Pierwsze wrażenie? "To nie jest Von Thronstahl!". Zbytnia lekkość i swoboda dźwięków, nie do tego przyzwyczaiło nas >>Imperium Internum<< czy >>E Pluribus Unum<<. Oczywiście, słuchałem go naprawdę wiele razy celem odnalezienia wszystkich możliwych niuansów, ale nadal mam coś w rodzaju wątpliwości - wiąże się to niewątpliwie z moim uwielbieniem dla „wczesnego" VT, z jego majestatyczną i archaizującą muzyką. Zacznę od pobieżnego porównania z tym, co słyszeliśmy wcześniej. Zmiany przebiegały oczywiście krok po kroku - każda kolejna płyta była podobna do poprzedniej, choć oczywiście >>Sturmzeit<< czy wspomniane >>Imperium Internum<< w małym stopniu przypominają >>Sacrificare<< czy właśnie >>Germanium Metallicum<<. Nie chcę przez to mówić, że Von Thronstahl wykształcił jakiś wzór granej muzyki i od niego odszedł, czy też spadła mu nieco kondycja. Czuję po prostu wyraźny przeskok w zakresie formy przekazu.
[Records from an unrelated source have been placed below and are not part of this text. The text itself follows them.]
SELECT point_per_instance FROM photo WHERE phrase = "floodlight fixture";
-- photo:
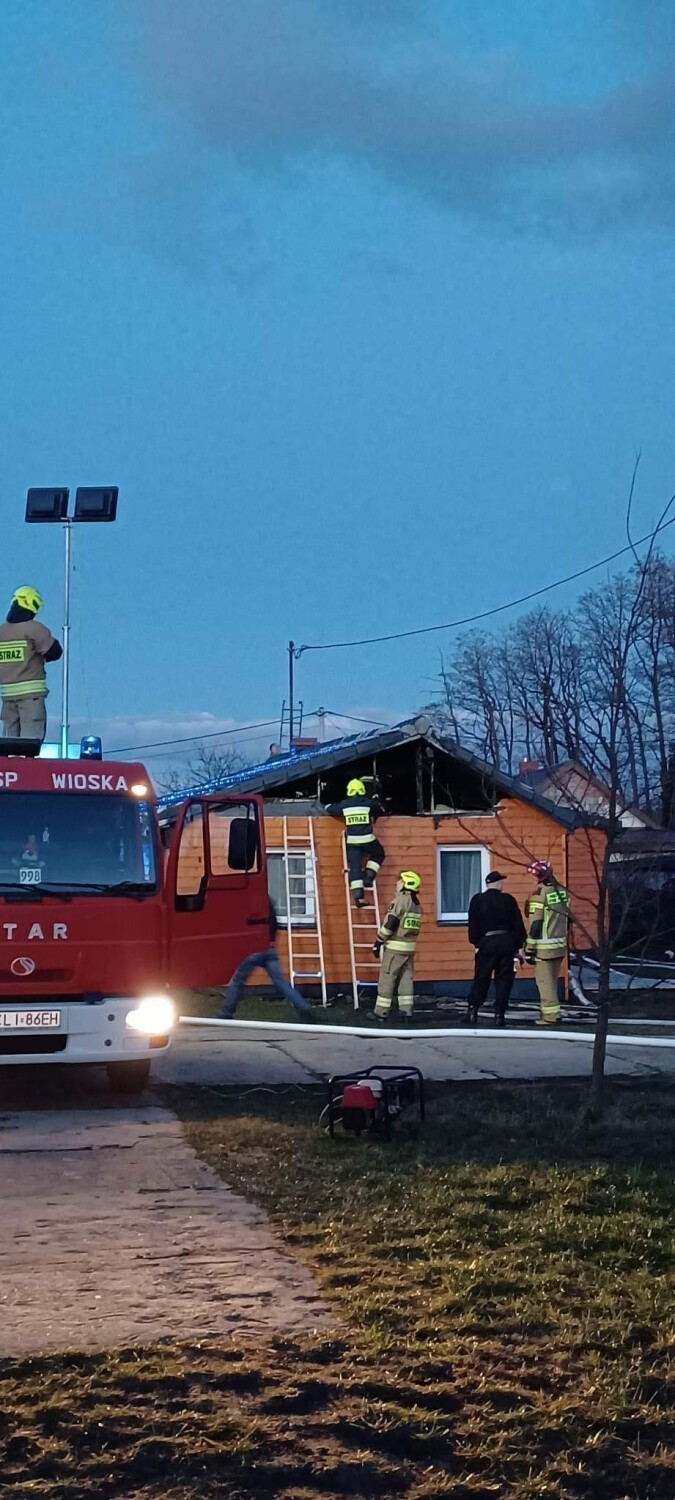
(47, 504)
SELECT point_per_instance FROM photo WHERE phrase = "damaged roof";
(296, 765)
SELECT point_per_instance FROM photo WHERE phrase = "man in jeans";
(267, 960)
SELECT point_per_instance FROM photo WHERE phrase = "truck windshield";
(60, 840)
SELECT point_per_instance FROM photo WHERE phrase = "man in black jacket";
(497, 930)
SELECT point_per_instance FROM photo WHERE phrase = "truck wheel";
(128, 1077)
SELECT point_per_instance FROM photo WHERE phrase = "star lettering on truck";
(59, 932)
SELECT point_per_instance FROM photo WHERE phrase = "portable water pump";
(369, 1101)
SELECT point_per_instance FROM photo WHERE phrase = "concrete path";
(239, 1056)
(113, 1233)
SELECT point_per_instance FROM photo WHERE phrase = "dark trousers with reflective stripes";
(24, 717)
(494, 960)
(359, 855)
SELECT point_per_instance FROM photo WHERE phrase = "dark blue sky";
(365, 305)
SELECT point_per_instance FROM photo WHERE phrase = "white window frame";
(459, 918)
(309, 915)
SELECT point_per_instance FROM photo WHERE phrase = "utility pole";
(51, 506)
(68, 527)
(291, 707)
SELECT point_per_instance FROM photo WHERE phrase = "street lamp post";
(51, 506)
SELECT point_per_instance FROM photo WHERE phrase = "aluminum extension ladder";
(303, 962)
(362, 926)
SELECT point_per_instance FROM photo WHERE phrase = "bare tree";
(203, 767)
(555, 687)
(597, 686)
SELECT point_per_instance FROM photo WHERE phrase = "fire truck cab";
(104, 920)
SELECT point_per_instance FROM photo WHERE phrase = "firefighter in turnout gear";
(359, 813)
(24, 648)
(396, 945)
(548, 912)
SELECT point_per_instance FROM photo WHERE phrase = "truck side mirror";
(243, 843)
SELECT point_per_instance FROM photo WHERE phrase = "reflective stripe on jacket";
(549, 917)
(359, 815)
(401, 924)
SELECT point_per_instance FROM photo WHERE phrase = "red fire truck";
(104, 918)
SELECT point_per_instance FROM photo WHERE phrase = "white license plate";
(30, 1020)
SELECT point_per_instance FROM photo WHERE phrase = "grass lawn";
(504, 1299)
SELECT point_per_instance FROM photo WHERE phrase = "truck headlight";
(153, 1016)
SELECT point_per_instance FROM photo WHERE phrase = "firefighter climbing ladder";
(362, 926)
(305, 944)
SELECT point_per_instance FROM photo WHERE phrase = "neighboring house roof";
(296, 767)
(582, 788)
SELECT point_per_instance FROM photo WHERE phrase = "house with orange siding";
(447, 815)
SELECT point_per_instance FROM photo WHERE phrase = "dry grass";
(506, 1301)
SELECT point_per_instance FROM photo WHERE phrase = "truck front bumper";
(87, 1032)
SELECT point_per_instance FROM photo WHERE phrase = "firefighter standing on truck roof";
(396, 944)
(359, 813)
(548, 912)
(24, 648)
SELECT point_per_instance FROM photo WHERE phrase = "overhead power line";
(486, 614)
(185, 740)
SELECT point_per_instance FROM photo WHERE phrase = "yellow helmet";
(27, 599)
Czy ktoś próbował jednoznacznie zakwalifikować muzykę tworzoną przez kompanię Josefa Klumba? Wiadomo, jakie jest to trudne. Muzycy swobodnie operują wieloma stylami i konwencjami, używają różnych instrumentów - mogliśmy się o tym przekonać, przechodząc od bardziej „mrocznych" i monotonicznych płyt jak >>Imperium Internum<< do agresywnej i energicznej >>Bellum, Sacrum Bellum!?<<. Do koncepcji tej ostatniej ma nawiązywać omawiany album, jak przyznaje Von Thronstahl w załączonej książeczce: The arrangement continues in the conceptual tradition of >>Bellum, Sacrum Bellum!?<<, developing chosen themes which were already being introduced on that album. Tak, słychać to po częstym użyciu podobnych dźwięków gitary, znanych już samplów jak i warstwy lirycznej. Święta wojna trwa dalej!
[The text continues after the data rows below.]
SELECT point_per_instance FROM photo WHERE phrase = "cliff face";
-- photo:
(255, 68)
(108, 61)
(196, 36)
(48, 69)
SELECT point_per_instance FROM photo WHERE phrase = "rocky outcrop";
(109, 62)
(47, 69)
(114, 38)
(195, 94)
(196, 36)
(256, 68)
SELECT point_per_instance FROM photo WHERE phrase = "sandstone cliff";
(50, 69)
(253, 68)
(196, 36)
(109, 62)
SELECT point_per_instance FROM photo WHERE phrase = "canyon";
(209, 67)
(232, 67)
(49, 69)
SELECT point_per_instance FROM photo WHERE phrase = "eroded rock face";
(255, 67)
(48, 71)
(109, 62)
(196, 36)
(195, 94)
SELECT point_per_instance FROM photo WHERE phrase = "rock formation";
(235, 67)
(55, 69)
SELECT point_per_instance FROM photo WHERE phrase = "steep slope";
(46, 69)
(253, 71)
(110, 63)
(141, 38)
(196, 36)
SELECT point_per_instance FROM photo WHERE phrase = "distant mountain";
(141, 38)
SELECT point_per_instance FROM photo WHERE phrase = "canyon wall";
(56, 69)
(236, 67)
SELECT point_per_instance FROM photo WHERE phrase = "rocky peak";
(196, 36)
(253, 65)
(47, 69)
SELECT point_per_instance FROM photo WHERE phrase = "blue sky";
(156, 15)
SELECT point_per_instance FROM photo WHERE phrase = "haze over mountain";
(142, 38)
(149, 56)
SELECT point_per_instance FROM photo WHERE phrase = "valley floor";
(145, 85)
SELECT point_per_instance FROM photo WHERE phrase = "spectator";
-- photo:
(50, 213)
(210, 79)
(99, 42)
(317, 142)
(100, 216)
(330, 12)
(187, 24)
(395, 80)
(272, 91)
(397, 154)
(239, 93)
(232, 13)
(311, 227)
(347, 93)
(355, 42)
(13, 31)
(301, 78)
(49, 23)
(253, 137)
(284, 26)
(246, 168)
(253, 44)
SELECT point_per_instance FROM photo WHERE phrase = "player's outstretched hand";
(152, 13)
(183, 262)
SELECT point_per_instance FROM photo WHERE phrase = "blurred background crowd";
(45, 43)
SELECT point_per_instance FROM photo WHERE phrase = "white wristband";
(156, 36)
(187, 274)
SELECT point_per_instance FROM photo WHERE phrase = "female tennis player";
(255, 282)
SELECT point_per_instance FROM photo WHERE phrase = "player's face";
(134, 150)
Jedno trzeba powiedzieć na pewno: >>Germanium Metallicum<< zadziwia, wytrąca z równowagi i daje multum wrażeń na różnych polach. Poraża nas formami, różnorodnością dźwięków i zawartym w sobie przesłaniem. Wyraźnie i odważnie głosi to, czego - słuchając poprzednich dzieł Von Thronstahla - mogliśmy się tylko domyślać. Ładunek ideologiczny jest niesamowicie jasny, przewrotny i bluźnierczy dla współczesnego świata. Wszystko, co chcemy się na ten temat dowiedzieć, możemy przeczytać w załączonej do albumu wkładce oraz ujrzeć na zdobiących go wyobrażeniach. Tak upolitycznionej muzyki jeszcze nie słyszałem. Śpiewająco zrealizowany manifest Podziemnej Europy - Europy Prawdziwej (jak to słychać w „Self Defense or Slavery": Underground Europe - Loyal, true - Defend yourself - Our aim is truth).

Alchemiczny kocioł idei

Tak, pora omówić warstwę ideową przedsięwzięcia. Jak już zdążyliśmy zauważyć, propaganda wycieka ze wszystkich słyszanych tu dźwięków. Teraz musimy tylko usystematyzować te treści i odnaleźć, skąd wzięły swe źródło. Nie jest to łatwym zadaniem. Kto przesłuchał płytę od początku do końca, ten wie, że jednolitej ideologii ona nie reprezentuje. Tym lepiej! Co jednak właściwie składa się na ten swoisty pluralizm w treści ideowej?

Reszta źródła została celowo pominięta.